3. While it is true that an arbitrator may not exceed his authority by rendering an award covering matters not submitted to him by the parties (Code Ann. § 7-105), we do not agree with Fisher's contention that this arbitrator exceeded his authority by releasing Gause of his *665 indebtedness to John Purinton. The evidence obtained by the arbitrator shows that the real estate upon which the business was located originally belonged to Gause, and that Fisher purchased a one-half undivided interest in the real estate from Gause. The money used by Fisher to pay Gause for his equity in this real estate was furnished by the corporation from the proceeds of a loan from Purinton to the corporation, in which Gause and Fisher were makers using the real estate and other property as collateral. The balance of the money borrowed went into the corporate treasury. In determining the price Fisher should pay for Gause's undivided interest in the real estate and for Gause's stock in the corporation, it was necessary for the arbitrator to consider the parties' relative liability in connection with the land and the corporation. In order to preserve his award of the purchase price of the real estate and the stock, the arbitrator could have either included in the award any personal liability of Gause in debts owed by the corporation and by Fisher in the purchase of his original one-half interest in the real estate, or he could have simply ignored these debts in computing the award and then relieve Gause of any liability therein. Either method would have been within his authority under the agreement, and we affirm.
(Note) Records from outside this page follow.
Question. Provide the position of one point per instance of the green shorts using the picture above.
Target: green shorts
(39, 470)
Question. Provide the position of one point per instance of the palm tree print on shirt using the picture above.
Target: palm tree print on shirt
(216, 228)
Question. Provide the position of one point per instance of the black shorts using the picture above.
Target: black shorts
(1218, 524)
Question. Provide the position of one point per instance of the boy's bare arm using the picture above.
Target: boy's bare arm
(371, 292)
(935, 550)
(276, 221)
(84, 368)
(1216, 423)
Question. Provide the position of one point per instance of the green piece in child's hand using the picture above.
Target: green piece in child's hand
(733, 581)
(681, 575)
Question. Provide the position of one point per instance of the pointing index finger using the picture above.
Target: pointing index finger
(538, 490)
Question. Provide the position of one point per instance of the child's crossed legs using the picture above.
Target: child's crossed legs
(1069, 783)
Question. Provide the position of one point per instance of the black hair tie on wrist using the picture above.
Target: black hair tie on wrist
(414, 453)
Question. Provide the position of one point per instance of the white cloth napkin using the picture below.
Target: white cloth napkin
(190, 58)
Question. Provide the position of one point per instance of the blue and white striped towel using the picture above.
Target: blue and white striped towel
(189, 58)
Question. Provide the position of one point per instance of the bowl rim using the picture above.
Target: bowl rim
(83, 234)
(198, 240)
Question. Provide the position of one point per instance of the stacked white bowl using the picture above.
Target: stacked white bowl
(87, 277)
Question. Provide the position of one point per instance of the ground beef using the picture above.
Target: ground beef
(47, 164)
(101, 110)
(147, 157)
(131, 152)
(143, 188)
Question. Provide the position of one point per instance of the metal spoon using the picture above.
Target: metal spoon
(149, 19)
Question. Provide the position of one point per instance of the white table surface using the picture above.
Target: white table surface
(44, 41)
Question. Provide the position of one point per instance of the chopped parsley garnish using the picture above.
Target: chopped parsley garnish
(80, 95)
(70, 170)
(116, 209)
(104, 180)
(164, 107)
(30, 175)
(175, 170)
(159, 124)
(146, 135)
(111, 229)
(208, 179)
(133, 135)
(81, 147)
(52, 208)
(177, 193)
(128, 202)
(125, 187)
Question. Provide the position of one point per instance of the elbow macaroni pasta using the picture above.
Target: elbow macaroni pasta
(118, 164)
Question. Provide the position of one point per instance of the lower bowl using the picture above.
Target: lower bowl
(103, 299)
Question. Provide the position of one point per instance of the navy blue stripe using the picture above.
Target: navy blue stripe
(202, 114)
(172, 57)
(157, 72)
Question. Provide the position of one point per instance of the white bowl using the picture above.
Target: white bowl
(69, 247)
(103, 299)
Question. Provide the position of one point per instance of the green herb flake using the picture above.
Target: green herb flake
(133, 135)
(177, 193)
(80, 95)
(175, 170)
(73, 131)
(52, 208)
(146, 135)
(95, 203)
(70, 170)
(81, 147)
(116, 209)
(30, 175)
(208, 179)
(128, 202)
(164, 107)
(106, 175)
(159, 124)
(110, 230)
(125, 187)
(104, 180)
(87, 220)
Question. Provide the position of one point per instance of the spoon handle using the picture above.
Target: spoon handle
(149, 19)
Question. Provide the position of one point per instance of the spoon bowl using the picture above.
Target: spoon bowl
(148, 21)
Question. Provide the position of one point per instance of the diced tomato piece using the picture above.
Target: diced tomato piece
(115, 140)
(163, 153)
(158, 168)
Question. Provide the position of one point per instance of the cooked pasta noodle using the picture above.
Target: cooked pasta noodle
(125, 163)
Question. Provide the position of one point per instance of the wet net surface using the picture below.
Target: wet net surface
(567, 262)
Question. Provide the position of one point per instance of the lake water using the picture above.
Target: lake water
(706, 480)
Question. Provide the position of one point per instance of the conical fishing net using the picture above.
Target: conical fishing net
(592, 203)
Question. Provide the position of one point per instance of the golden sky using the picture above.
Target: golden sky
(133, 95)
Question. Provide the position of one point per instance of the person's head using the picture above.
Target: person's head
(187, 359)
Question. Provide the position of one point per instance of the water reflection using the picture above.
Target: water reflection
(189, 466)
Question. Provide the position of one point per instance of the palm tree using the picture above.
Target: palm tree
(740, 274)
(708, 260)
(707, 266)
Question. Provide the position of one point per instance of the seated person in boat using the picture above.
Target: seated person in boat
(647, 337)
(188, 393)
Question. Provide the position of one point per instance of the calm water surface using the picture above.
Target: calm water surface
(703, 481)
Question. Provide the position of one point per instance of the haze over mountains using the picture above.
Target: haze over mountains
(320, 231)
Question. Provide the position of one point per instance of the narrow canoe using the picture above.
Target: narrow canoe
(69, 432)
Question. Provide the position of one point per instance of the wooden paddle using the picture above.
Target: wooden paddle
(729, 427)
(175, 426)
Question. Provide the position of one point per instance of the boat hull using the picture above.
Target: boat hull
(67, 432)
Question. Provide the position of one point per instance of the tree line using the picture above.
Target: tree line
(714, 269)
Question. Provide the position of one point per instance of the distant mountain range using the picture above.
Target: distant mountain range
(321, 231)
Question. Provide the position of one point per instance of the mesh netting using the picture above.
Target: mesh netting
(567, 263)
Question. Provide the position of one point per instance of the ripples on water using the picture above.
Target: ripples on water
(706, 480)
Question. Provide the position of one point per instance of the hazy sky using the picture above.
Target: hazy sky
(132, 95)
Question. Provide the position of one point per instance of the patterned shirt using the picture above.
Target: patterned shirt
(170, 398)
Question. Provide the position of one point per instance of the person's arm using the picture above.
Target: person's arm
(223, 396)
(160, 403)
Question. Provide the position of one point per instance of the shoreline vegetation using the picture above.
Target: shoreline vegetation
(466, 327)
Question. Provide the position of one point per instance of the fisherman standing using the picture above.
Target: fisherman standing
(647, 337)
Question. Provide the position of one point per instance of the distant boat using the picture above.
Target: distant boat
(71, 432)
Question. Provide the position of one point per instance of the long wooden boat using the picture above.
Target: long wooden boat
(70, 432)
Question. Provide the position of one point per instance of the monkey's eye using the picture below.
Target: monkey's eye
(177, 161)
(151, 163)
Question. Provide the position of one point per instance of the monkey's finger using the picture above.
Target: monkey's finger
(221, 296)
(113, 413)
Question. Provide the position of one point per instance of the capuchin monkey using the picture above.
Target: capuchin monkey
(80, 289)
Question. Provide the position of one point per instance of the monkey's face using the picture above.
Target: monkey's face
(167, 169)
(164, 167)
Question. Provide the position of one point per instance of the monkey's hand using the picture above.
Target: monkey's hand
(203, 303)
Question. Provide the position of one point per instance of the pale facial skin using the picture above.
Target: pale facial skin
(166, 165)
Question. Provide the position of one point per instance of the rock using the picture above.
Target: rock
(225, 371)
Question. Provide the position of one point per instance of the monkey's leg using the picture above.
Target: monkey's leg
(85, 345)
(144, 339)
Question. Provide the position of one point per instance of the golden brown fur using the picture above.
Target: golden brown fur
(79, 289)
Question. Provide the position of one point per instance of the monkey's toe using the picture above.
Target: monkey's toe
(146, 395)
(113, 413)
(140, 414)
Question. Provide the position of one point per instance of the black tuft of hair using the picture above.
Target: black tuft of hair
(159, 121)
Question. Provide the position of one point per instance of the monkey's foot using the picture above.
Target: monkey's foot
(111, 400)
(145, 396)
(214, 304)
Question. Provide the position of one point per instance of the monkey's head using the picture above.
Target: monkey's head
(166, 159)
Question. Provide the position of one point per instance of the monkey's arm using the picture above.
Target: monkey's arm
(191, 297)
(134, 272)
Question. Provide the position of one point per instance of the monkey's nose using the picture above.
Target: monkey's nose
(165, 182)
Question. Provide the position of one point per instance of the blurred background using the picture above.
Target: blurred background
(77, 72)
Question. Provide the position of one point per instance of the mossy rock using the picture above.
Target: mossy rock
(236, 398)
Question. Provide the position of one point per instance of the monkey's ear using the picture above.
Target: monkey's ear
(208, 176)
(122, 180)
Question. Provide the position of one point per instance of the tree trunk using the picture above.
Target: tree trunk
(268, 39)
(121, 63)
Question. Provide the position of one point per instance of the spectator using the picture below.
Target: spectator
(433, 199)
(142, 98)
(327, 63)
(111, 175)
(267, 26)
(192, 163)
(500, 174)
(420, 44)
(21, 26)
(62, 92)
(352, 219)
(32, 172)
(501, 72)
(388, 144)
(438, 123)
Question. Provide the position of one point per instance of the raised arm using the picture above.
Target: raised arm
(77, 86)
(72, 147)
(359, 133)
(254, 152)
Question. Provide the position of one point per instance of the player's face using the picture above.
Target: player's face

This judgment however does not impair any rights which Purinton may have against Gause under the note in which Gause co-signed. The arbitrator had authority to resolve any liabilities between Gause and Fisher as co-signers of the note; however, he had no authority to impair any rights of Purinton as holder of the note. Therefore, while the judgment provides that Fisher will be solely liable for the note as between him and Gause and destroys any right of contribution which Fisher might have had against Gause, it does not prevent Purinton from enforcing the note against either Fisher or Gause. Any amount which Gause might be forced to pay to Purinton under the note would, under the judgment, give Gause recourse against Fisher for the amount paid.

Judgment affirmed. All the Justices concur.